Charcot, Freud et l’hypnose. Histoire de la psychanalyse


Par Chawki Azouri  | OLJ

La rencontre de Freud avec Charcot fut déterminante pour la naissance de la psychanalyse. Charcot_experience_histeric-hipnotic

Jean Martin Charcot (1825-1893) était doté d’une personnalité hors pair. On le considérait comme le plus grand neurologue de son temps. Médecin des rois et des princes, on venait le consulter du monde entier. Anatomopathologiste de formation, Charcot est d’abord nommé interne à l’hôpital de la Salpêtrière, puis en 1862, alors qu’il avait 36 ans, on lui confie en tant que médecin-chef la direction de l’un des plus grands services de l’hôpital. Son intérêt pour l’hystérie commença en 1870, lorsqu’on lui confia un service spécial de femmes convulsives. Il observait des convulsions d’origine épileptique et d’autres, par « contagion », chez des femmes hystériques. Il établit la distinction entre convulsions épileptiques et convulsions hystériques, et finit par s’intéresser plus particulièrement à l’hystérie. La fameuse grande crise hystérique porte son nom jusqu’à nos jours : « L’hystérie à la Charcot ».
À Vienne, déçu par Theodor Meynert (1833-1892), neurologue et patron de la psychiatrie viennoise chez qui il fit un stage de cinq mois en 1883, Freud cherchait un maître. Meynert ne reconnaissait pas l’hystérie comme maladie, mais comme une simulation. Quant à l’hypnose, il la prenait pour du charlatanisme. Or, c’était bien le terrain sur lequel avançait Charcot. Grâce à l’hypnose, Charcot démontrait que les symptômes hystériques pouvaient être induits par l’hypnose, de même que l’hypnose pouvait les guérir. C’était ce qu’il fallait à Freud pour s’enthousiasmer et demander une bourse pour aller à Paris. Il y fit un stage à la Salpêtrière entre octobre 1885 et février 1886. Il écrivit à sa fiancée qu’il était « heureux d’être le subordonné de cet homme ».

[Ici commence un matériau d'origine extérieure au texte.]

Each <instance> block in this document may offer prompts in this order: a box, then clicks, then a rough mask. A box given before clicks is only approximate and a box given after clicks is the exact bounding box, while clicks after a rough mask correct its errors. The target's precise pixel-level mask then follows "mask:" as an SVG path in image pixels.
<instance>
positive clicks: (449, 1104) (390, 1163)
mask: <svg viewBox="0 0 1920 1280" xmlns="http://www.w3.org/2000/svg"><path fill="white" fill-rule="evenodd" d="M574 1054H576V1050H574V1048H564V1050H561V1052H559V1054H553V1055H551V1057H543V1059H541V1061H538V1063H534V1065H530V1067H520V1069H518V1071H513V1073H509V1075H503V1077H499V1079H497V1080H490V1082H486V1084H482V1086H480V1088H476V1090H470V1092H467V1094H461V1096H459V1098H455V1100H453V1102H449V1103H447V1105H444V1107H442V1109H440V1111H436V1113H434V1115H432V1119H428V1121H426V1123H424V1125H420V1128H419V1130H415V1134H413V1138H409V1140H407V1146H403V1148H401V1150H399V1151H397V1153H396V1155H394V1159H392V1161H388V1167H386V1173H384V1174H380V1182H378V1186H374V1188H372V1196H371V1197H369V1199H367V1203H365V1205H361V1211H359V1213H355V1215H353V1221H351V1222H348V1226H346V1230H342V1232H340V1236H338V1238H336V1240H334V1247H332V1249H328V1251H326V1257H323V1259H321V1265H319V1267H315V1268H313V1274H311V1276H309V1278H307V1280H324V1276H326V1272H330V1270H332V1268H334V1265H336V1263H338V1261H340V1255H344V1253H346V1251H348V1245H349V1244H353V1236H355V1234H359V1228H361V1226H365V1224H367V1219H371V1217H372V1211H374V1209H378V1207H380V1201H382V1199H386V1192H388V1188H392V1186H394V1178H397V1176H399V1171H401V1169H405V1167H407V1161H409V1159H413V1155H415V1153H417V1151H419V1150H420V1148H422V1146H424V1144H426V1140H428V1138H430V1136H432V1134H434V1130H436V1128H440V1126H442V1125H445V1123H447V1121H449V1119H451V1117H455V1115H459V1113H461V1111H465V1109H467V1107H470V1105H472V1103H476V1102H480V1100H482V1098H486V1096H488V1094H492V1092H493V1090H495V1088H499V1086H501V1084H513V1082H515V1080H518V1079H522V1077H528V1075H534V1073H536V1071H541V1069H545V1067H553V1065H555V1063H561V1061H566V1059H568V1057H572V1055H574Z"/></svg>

Cette conviction de Freud d’être inférieur à Charcot a une très grande importance. L’idéalisation de Charcot est l’effet, chez lui, d’un mouvement transférentiel qu’on retrouvera par la suite dans sa relation avec Wilhelm Fliess, relation qui verra la naissance de la psychanalyse et qui est considérée comme « l’analyse originelle » (Octave Mannoni). Mais au-delà de la très grande personnalité de Charcot, ce mouvement transférentiel était induit également par le savoir de Charcot sur l’hystérie et l’hypnose.

Comment une parole dite par l’hypnotiseur pouvait-elle s’incarner dans le corps ou la mémoire du patient hypnotisé ? Comment la phrase « vous avez le bras paralysé » pouvait-elle entraîner la paralysie du bras du patient ? Comment en mettant une pièce de monnaie sur la main du patient et en lui disant « cette pièce sort d’un four » cela pouvait-il entraîner une cloque ? En plus, la prescription post-hypnotique mettait en évidence une mémoire autre que la mémoire consciente, une mémoire oubliée. L’hypnotiseur donnait un ordre à la personne hypnotisée : « Vous allez demain, à 13h00, sur la place de la Concorde et vous ouvrez votre parapluie. Et vous oublierez le contenu de cet ordre de même que la personne qui vous l’a donné. » Le lendemain, la personne hypnotisée allait sur la place de la Concorde à 13h00 et ouvrait son parapluie, sans savoir pourquoi.

Augustine
Augustine pendant une crise d’hystérie

En observant tout cela, Freud était passionné. Charcot lui donnait, pour la première fois, la possibilité de comprendre le passage du psychique au somatique et vice versa, passage que, par la suite, Freud appellera « Hystérie de conversion ». Ainsi, une parole pouvait produire un symptôme hystérique, sans lésion organique. Pareillement, un symptôme hystérique pouvait être levé par une parole. De même, il pouvait observer en acte une mémoire inconsciente, qu’il allait appeler quelques années plus tard l’inconscient.

Le troisième élément que Freud allait découvrir auprès de Charcot, c’était la sexualité comme cause des symptômes hystériques. Charcot n’en parlait pas dans ses démonstrations publiques à la Salpêtrière, il en parlait dans les réceptions privées qu’il donnait chez lui tous les mardis. Mais déjà, l’attitude des hystériques hypnotisées par Charcot à l’hôpital évoquait les crises de possession et les extases mystiques. Le sexe était bien là, à qui voulait le voir. Charcot le voyait bien, mais ne pouvait pas en parler publiquement. Dans l’une des réceptions privées du mardi, Charcot répliqua à un élève qui l’interrogeait sur les symptômes hystériques d’une femme orientale : « Mais dans des cas pareils, c’est toujours la chose génitale, toujours…toujours…toujours. »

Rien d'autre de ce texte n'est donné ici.